House of Cards: Cyprus Asks For Bailout
The country of Cyprus has joined the members of Europe looking for a financial bailout. Cyprus asked for help from the European Financial Stability Facility or its successor, the European Stability Mechanism.
The second largest bank in Cyprus, Cyprus Popular Bank, has until the end of June to meet their $2.7 billion debt, and the capital required by other banks in Cyprus could reach up to $6 billion. Russia has already given Cyprus a $3.7 billion loan, but the finance minister of Cyprus, Vassos Chiarly, recently said he would prefer aid from Europe instead.
In the last 24 hours, Fitch, the influential ratings firm, downgraded Cyprus's sovereign-credit rating to junk level. This is significant because the European Central Bank typically only allows other banks to borrow from it if the government bonds used as collateral are rated as investment grade. Now that Fitch has downgraded the bonds to junk level, following the other two major ratings firms, Cyprus has no bonds for collateral to use in order to request assistance. The only way that Cyprus can request assistance from the ECB is to get the funds from their own central bank, which is why they are appealing for bailout money.
The proviso for Cyprus to get the money, of course, is to abide by the ECB’s guidelines and impose austerity measures. Portugal, Greece, and Ireland have all followed that pattern already. Cyprus wanted to get the assistance without imposing structural reforms, as Spain has, but officials of the ECB in Brussels believe that Cyprus has not been as responsible as Spain in trying austerity measures.

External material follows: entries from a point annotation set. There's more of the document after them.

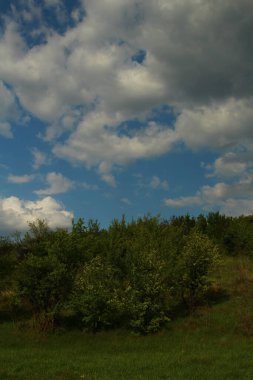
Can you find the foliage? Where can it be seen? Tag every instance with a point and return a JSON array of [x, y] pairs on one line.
[[147, 294], [44, 282], [96, 296], [132, 274], [191, 274]]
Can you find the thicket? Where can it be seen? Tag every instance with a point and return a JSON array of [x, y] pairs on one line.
[[135, 275]]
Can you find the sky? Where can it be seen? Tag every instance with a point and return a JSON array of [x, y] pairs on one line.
[[124, 107]]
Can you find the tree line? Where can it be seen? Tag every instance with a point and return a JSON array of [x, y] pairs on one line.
[[137, 275]]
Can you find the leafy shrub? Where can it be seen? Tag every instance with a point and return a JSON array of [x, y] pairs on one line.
[[96, 296], [147, 294], [191, 273], [45, 283]]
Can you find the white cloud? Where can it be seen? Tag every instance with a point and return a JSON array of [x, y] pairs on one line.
[[229, 165], [20, 179], [7, 102], [157, 183], [232, 199], [90, 68], [39, 158], [16, 213], [126, 201], [57, 183], [217, 125], [88, 186], [5, 130]]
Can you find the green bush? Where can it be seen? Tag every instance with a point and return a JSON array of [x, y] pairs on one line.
[[45, 283], [191, 272], [147, 294], [96, 297]]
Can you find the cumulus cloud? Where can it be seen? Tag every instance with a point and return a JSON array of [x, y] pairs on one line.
[[157, 183], [85, 82], [16, 213], [232, 199], [57, 183], [7, 102], [5, 130], [126, 201], [39, 158], [20, 179]]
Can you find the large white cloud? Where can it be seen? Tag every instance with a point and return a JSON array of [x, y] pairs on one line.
[[231, 199], [57, 183], [16, 213], [197, 58]]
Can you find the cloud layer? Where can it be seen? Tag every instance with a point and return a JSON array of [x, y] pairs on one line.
[[118, 61], [16, 213]]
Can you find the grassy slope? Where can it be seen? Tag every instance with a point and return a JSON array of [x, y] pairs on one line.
[[215, 343]]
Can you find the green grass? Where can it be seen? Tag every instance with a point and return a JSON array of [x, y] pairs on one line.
[[214, 343]]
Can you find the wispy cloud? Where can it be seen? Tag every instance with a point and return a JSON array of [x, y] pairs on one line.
[[57, 184], [20, 179]]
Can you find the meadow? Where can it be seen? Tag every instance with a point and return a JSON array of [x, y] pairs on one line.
[[212, 342]]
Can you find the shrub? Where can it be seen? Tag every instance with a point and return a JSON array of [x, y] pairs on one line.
[[191, 273], [96, 296]]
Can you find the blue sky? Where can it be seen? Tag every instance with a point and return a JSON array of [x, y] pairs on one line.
[[124, 107]]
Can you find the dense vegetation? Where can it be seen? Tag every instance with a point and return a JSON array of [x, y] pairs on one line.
[[138, 275]]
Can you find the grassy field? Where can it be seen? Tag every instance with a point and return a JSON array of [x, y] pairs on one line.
[[214, 343]]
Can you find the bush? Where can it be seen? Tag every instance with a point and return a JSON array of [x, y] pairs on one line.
[[96, 296], [45, 283], [191, 273], [147, 294]]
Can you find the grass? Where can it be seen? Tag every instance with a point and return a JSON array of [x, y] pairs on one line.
[[213, 343]]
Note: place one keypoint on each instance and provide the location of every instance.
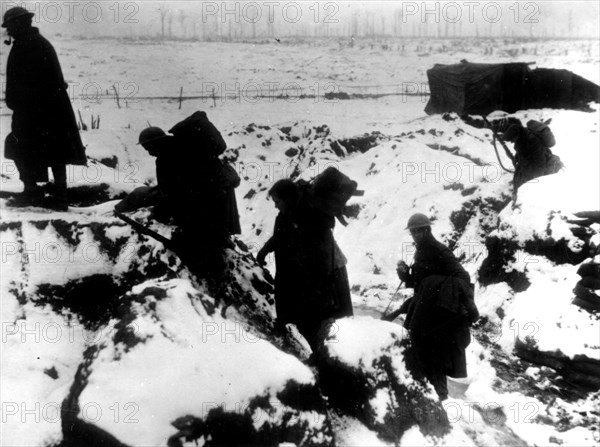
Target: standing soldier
(533, 155)
(442, 308)
(196, 189)
(311, 282)
(44, 130)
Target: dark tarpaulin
(479, 89)
(476, 89)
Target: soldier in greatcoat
(442, 309)
(44, 130)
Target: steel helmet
(417, 221)
(13, 13)
(151, 134)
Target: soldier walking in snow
(442, 308)
(196, 189)
(44, 130)
(311, 283)
(533, 155)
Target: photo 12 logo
(470, 12)
(255, 12)
(75, 11)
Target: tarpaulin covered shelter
(479, 89)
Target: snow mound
(162, 376)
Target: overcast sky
(137, 18)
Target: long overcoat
(44, 129)
(439, 314)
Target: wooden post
(83, 126)
(116, 96)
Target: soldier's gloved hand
(402, 269)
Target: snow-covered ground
(161, 353)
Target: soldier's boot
(58, 200)
(32, 195)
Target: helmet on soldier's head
(151, 134)
(512, 132)
(418, 221)
(13, 13)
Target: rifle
(506, 150)
(168, 243)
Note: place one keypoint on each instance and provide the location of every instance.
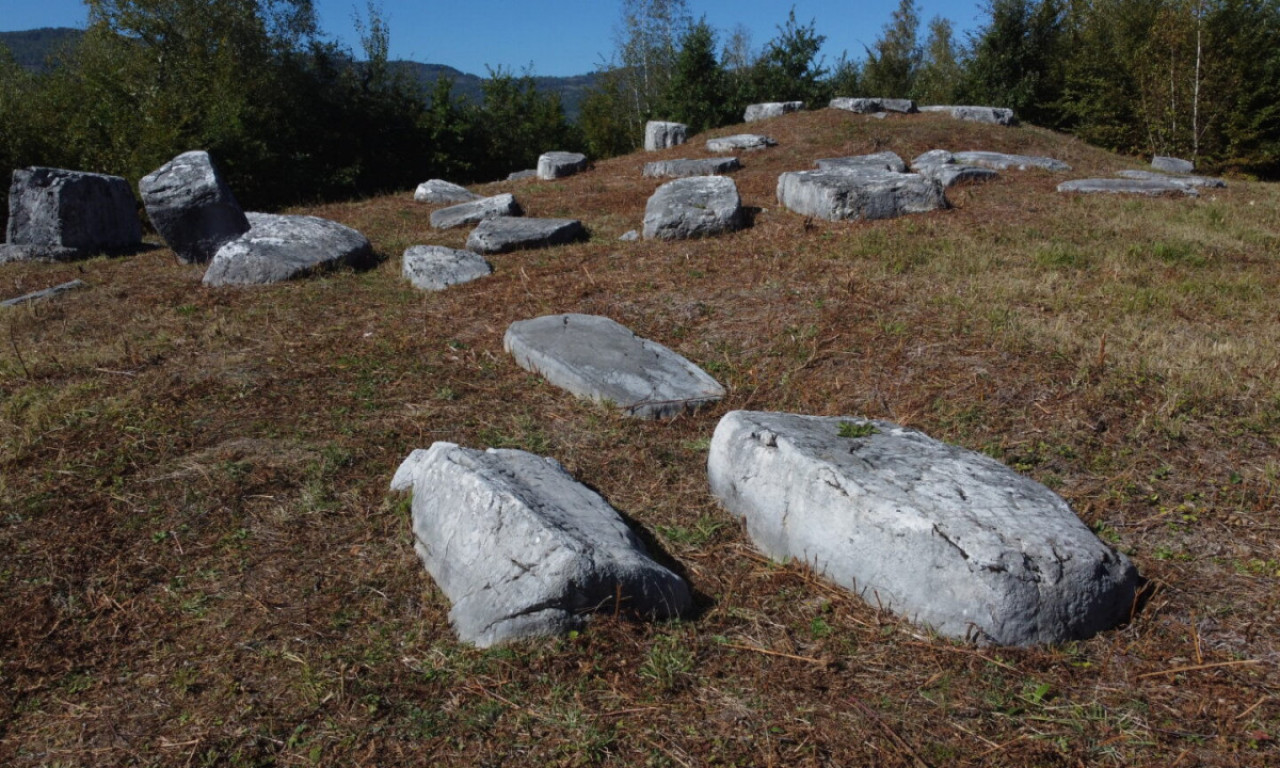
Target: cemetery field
(201, 562)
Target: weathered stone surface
(476, 210)
(942, 168)
(659, 135)
(435, 268)
(192, 208)
(1002, 161)
(941, 535)
(521, 549)
(1187, 181)
(877, 161)
(58, 215)
(740, 141)
(1173, 164)
(554, 165)
(698, 206)
(772, 109)
(503, 234)
(283, 247)
(1147, 187)
(602, 360)
(871, 193)
(867, 106)
(45, 293)
(438, 192)
(690, 167)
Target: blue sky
(557, 39)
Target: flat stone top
(877, 161)
(1002, 161)
(1148, 187)
(598, 359)
(740, 141)
(690, 167)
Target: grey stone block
(1002, 161)
(602, 360)
(1173, 164)
(1146, 187)
(696, 206)
(686, 168)
(841, 195)
(503, 234)
(476, 210)
(740, 141)
(940, 535)
(435, 268)
(771, 109)
(59, 215)
(521, 549)
(554, 165)
(284, 247)
(438, 192)
(859, 163)
(192, 208)
(661, 135)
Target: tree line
(295, 118)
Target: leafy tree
(895, 59)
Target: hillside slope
(204, 566)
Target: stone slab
(846, 195)
(435, 268)
(556, 165)
(598, 359)
(682, 168)
(691, 208)
(58, 215)
(192, 208)
(771, 109)
(944, 536)
(504, 234)
(476, 211)
(278, 248)
(1002, 161)
(1144, 187)
(521, 549)
(661, 135)
(440, 192)
(740, 141)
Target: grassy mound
(200, 562)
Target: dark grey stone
(192, 208)
(503, 234)
(283, 247)
(944, 536)
(476, 210)
(435, 268)
(438, 192)
(696, 206)
(661, 135)
(521, 549)
(59, 215)
(554, 165)
(740, 141)
(602, 360)
(686, 168)
(849, 193)
(772, 109)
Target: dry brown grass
(200, 563)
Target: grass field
(201, 565)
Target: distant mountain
(32, 49)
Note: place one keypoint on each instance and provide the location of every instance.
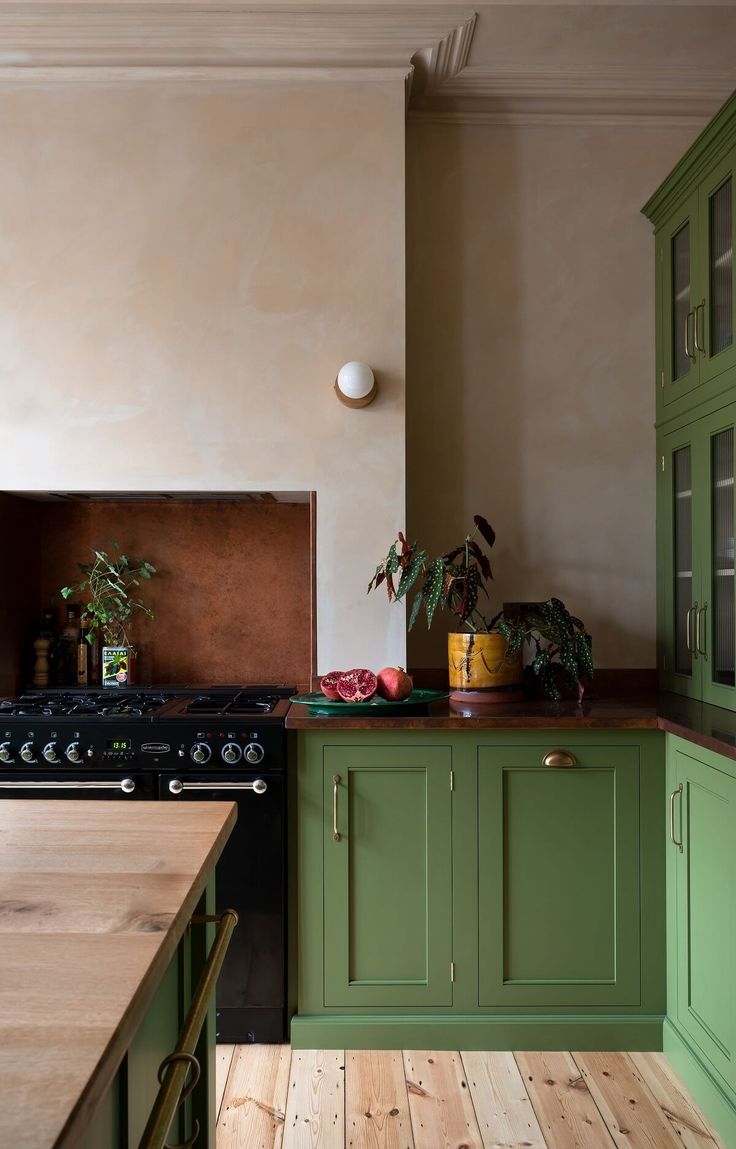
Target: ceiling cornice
(232, 43)
(555, 94)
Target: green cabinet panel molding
(387, 876)
(477, 896)
(558, 878)
(702, 907)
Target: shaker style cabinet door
(703, 842)
(558, 877)
(714, 314)
(387, 876)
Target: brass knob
(559, 760)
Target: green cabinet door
(387, 876)
(678, 292)
(703, 843)
(715, 305)
(558, 878)
(679, 561)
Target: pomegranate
(357, 685)
(394, 684)
(328, 685)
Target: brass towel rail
(173, 1070)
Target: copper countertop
(704, 725)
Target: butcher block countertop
(94, 897)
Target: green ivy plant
(108, 584)
(455, 581)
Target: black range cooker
(178, 745)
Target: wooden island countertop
(94, 897)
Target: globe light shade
(355, 385)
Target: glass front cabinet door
(697, 317)
(697, 593)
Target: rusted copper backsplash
(232, 595)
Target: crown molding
(102, 41)
(552, 94)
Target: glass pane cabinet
(696, 297)
(697, 526)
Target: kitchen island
(95, 899)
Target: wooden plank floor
(271, 1097)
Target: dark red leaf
(485, 529)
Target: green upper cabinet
(702, 902)
(695, 218)
(387, 876)
(545, 831)
(697, 585)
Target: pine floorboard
(274, 1097)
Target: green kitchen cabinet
(696, 561)
(558, 877)
(387, 876)
(695, 218)
(702, 909)
(456, 892)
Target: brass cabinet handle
(175, 1069)
(687, 333)
(698, 346)
(559, 760)
(700, 623)
(672, 816)
(335, 783)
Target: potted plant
(108, 584)
(485, 657)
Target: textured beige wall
(531, 391)
(183, 270)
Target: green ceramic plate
(318, 703)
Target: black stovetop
(150, 702)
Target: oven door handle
(126, 785)
(176, 786)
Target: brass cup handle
(698, 307)
(672, 817)
(335, 783)
(559, 760)
(687, 333)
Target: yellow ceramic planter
(479, 665)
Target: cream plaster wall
(531, 390)
(183, 270)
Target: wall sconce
(355, 385)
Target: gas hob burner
(83, 703)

The crisis in Cyprus has been exacerbated by the financial debacle in Greece, which was articulated in the Cypriot request:
“The purpose of the required assistance is to contain the risks to the Cypriot economy, notably those arising from the negative spillover effects through its financial sector, due to its large exposure in the Greek economy.”
One of the issues facing Cyprus is that its banks hold over $30 billion of debt from the private sector in Greece which would be forfeited if Greece bolts from the Euro.